Травницкая хроника. Консульские времена - Иво Андрич
Шрифт:
Интервал:
Закладка:
Толпа засуетилась. Все ринулись к месту казни. Первые корчи жертв вызвали возбужденные, радостные крики, жестикуляцию и смех. Но когда у несчастных наступили предсмертные судороги и движения их стали фантастически жуткими, стоявшие впереди начали отворачиваться и отступать. Они, правда, и ждали чего-то необычного, сами не зная чего, лишь бы найти выход для неясной, но глубокой и целиком владеющей ими неудовлетворенности. Им давно уже хотелось наглядеться на попранного и наказанного врага. Но то, что внезапно представилось их взору, превратилось в боль и мучение для них самих. Удивленные и испуганные, люди отворачивались, норовя скрыться в толпе. Но стоявшие сзади и не видевшие происходящего напирали и подталкивали их все ближе. Потрясенные видом мучений, они поворачивались спиной к месту казни и с невероятными усилиями старались пробиться и убежать, словно от пожара, вовсю работая локтями. Толпа, не зная, почему они бегут, и не понимая их панического поведения, отвечала ударами на их удары и заставляла возвращаться на прежнее место. Так вокруг жуткой пляски медленно погибавших людей нарастала давка, в ход были пущены кулаки, тут и там возникали столкновения, ссоры и настоящие драки. Стиснутые в толпе люди, не имея возможности размахнуться, чтобы ответить на удары, щипались и царапались, плевались, ругались и с полным недоумением, с ненавистью, предназначавшейся жертвам, глядели в искаженные лица друг друга. Те, кто в ужасе спасался от непосредственной близости казни, толкались и пробивались отчаянно, но молча, тогда как большинство продиравшихся в обратном направлении громко кричало.
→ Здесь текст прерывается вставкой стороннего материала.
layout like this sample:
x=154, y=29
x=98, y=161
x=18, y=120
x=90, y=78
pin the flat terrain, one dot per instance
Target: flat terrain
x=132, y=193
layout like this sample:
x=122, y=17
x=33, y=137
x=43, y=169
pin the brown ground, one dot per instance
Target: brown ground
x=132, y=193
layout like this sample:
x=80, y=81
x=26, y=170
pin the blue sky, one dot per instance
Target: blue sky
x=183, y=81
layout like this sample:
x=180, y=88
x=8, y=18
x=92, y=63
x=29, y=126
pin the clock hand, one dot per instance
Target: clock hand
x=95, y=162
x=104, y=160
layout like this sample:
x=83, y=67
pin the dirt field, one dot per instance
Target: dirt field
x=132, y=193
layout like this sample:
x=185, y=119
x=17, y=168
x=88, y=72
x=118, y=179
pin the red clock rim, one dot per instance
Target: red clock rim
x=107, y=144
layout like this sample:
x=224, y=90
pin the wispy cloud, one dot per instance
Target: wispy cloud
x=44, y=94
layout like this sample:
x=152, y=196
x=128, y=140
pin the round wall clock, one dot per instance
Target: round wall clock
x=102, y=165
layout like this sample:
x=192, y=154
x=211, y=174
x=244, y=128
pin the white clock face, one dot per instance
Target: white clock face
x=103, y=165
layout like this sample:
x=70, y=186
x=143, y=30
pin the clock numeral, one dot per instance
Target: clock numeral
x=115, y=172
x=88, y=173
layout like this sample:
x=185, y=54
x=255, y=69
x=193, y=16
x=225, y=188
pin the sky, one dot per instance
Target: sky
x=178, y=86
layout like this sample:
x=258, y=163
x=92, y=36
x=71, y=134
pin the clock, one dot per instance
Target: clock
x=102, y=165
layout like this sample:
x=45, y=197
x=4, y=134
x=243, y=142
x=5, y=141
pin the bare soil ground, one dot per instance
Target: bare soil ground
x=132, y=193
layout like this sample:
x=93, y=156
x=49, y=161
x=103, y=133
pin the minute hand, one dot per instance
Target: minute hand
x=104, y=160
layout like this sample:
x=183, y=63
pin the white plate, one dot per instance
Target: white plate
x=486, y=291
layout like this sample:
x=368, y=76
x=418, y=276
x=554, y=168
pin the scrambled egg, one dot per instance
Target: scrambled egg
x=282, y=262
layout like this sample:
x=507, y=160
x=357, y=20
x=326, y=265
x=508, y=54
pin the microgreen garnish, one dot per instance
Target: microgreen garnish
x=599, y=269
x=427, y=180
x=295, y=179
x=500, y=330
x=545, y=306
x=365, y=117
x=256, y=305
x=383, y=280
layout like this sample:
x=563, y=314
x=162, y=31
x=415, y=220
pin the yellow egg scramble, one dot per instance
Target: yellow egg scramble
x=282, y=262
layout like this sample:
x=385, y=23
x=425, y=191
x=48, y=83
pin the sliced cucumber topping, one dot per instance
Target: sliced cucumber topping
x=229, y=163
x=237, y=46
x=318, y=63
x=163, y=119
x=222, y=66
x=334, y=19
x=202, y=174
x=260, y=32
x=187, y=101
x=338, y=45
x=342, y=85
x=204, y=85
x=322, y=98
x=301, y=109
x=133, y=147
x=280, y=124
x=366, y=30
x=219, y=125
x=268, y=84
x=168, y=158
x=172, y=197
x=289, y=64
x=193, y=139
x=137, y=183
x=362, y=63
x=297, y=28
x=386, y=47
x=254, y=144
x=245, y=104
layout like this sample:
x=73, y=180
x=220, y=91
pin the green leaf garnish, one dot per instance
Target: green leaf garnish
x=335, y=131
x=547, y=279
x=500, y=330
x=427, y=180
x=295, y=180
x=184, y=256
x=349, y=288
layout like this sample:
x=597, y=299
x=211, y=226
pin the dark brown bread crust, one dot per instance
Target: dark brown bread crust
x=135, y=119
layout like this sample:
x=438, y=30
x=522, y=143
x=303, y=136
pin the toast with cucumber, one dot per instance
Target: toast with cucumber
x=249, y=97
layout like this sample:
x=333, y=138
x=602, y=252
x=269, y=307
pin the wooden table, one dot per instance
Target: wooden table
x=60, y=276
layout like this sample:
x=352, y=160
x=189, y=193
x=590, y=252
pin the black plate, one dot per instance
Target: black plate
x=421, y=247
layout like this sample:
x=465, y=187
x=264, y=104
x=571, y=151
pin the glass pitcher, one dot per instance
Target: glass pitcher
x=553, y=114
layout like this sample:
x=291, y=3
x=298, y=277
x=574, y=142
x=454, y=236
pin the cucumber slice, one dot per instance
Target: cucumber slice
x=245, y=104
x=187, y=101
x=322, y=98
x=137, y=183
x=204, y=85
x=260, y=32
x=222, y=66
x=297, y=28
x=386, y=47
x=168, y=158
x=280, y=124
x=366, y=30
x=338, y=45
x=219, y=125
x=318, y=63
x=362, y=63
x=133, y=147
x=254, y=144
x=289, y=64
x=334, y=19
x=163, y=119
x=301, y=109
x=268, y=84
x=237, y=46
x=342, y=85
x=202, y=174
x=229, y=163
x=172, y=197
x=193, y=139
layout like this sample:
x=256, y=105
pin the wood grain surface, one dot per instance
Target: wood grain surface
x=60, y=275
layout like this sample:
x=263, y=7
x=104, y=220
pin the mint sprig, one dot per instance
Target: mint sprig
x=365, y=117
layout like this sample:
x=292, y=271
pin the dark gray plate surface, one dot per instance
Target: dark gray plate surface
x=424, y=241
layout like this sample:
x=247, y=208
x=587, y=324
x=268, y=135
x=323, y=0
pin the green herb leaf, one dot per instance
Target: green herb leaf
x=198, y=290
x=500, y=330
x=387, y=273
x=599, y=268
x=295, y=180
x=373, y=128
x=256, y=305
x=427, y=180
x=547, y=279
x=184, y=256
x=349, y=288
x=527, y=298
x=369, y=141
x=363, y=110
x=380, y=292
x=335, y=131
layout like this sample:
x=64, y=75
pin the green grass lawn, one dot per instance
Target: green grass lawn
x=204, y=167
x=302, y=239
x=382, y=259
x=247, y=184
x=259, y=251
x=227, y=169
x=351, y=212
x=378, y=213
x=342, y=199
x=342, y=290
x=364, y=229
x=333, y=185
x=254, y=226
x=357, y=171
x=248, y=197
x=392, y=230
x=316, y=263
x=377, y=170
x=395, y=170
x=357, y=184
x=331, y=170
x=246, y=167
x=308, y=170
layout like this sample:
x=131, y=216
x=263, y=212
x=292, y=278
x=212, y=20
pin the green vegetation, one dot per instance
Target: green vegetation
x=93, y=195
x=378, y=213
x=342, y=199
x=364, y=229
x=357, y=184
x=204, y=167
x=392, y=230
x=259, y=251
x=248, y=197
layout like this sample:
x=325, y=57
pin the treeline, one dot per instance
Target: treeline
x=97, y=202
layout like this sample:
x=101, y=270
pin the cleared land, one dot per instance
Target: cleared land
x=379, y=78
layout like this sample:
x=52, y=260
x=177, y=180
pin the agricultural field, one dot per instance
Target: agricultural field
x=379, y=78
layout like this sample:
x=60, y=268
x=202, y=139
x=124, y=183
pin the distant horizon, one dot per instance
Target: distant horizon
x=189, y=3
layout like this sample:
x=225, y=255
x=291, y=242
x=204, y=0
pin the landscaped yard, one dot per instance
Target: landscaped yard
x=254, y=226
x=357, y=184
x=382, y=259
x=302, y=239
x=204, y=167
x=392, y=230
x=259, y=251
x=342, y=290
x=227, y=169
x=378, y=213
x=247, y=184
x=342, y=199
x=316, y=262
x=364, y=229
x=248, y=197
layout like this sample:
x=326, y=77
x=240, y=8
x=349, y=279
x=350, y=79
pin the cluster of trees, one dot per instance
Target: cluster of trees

Те же, которые были совсем далеко и не видели ни казни, ни драки впереди, смеялись, пошатываясь вместе с толпой, и, не зная об ужасах, творившихся поблизости, перебрасывались шутками и восклицаниями, обычными во всякой волнующейся и плотно стиснутой толпе. Различные голоса и восклицания – удивления, гнева, испуга, отвращения, ярости, издевки, насмешки – смешивались, сталкивались и перекликались, и все это покрывали общие нечленораздельные выкрики и шум, какие всегда издают сбившиеся в кучу люди со сдавленными животами и стесненными легкими.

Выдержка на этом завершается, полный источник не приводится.